SuaraSulsel.id - Satuan Reserse Kriminal Polres Gowa segera menetapkan tersangka kasus dugaan perusakan Lembaga Pemasyarakatan Kelas IIA Narkotika Bolangi, Sungguminasa, Kabupaten Gowa, Sulawesi Selatan.
Pelaksana Tugas Kepala Satreskrim Polres Gowa, Iptu Arman Tarru, di Gowa, Rabu, mengatakan polisi telah memeriksa lima orang terkait insiden tersebut.
“Khusus di Polsek Bontomarannu, ada lima orang sudah diperiksa. Dalam waktu dekat ada penetapan tersangka,” kata Arman.

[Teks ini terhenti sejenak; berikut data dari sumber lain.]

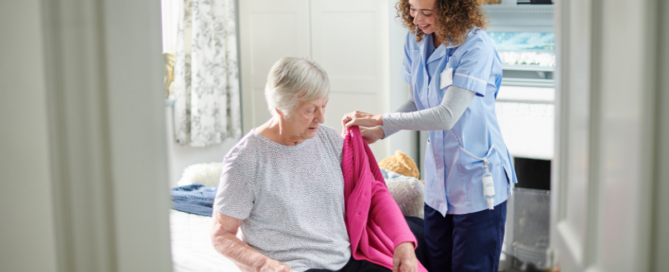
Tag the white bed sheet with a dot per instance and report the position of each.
(192, 250)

Ia mengatakan polisi juga menemukan sejumlah barang bukti saat olah tempat kejadian perkara, di antaranya pecahan kaca, dua kursi, pecahan batu, senjata tajam, dan busur panah.

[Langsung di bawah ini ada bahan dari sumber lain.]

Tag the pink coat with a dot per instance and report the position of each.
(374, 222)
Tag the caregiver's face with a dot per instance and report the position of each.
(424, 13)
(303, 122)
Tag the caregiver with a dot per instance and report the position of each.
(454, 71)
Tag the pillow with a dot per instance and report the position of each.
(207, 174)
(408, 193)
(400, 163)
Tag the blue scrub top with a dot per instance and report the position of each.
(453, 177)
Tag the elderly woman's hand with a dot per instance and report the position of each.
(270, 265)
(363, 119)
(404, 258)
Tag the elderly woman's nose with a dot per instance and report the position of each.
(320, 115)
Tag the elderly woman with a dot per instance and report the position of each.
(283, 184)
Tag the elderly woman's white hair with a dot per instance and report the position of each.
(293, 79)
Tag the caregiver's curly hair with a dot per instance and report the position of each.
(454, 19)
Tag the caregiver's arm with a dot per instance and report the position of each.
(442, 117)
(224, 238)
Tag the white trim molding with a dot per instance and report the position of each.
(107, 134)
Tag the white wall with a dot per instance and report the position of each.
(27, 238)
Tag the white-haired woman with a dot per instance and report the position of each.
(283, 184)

Baca Juga:Polisi Bongkar Jalur Sabu Malaysia-Makassar, Residivis Kembali Ditangkap
Menurut dia, kasus tersebut masih dalam tahap penyelidikan dan ditangani Polsek Bontomarannu dengan dukungan penyidik Polres Gowa.

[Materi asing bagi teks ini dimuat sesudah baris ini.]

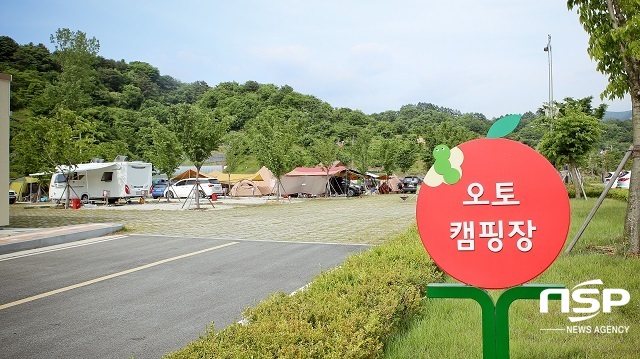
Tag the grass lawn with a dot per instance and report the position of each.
(450, 328)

Arman menambahkan personel Polsek Bontomarannu telah diinstruksikan memantau situasi pascainsiden di lapas tersebut.
“Kami harapkan masyarakat tidak terpengaruh dengan kejadian ini dan mempercayakan penanganan kasus kepada pihak kepolisian,” ujarnya.
Sebelumnya, Kepala Lapas Narkotika Kelas IIA Bolangi Sungguminasa, Gunawan, mengatakan aksi unjuk rasa anarkis dilakukan Aliansi Masyarakat Pemerhati Hukum pada Senin (25/5) sekitar pukul 15.00 Wita.
Menurut dia, massa datang secara konvoi dan masuk hingga ke area pintu lapas sebelum terjadi aksi pelemparan dan perusakan fasilitas.
Baca Juga:Polisi Diserang Warga Saat Penggerebekan Narkoba di Palu
“Mereka melempar kaca layanan, membanting meja dan kursi, serta melakukan pembakaran ban,” katanya.
Gunawan menyebut sekitar 40 orang terlibat dalam aksi tersebut. Sejumlah pegawai lapas sempat merekam kejadian, tetapi dihalangi dan telepon selulernya dirampas.
Ia mengatakan delapan orang sempat diamankan usai kejadian. Dari hasil tes urine, dua orang diduga positif narkoba.
“Kami sudah melaporkan perusakan fasilitas negara ini ke Polsek Bontomarannu dan Polres Gowa,” ujar Gunawan.
Sebelumnya, massa aksi mendatangi lapas sambil berorasi dan membakar ban bekas.
Mereka juga mencoret dinding bertuliskan “bandar narkoba”, memecahkan kaca, dan merusak kursi karena menduga ada peredaran narkoba di dalam lapas.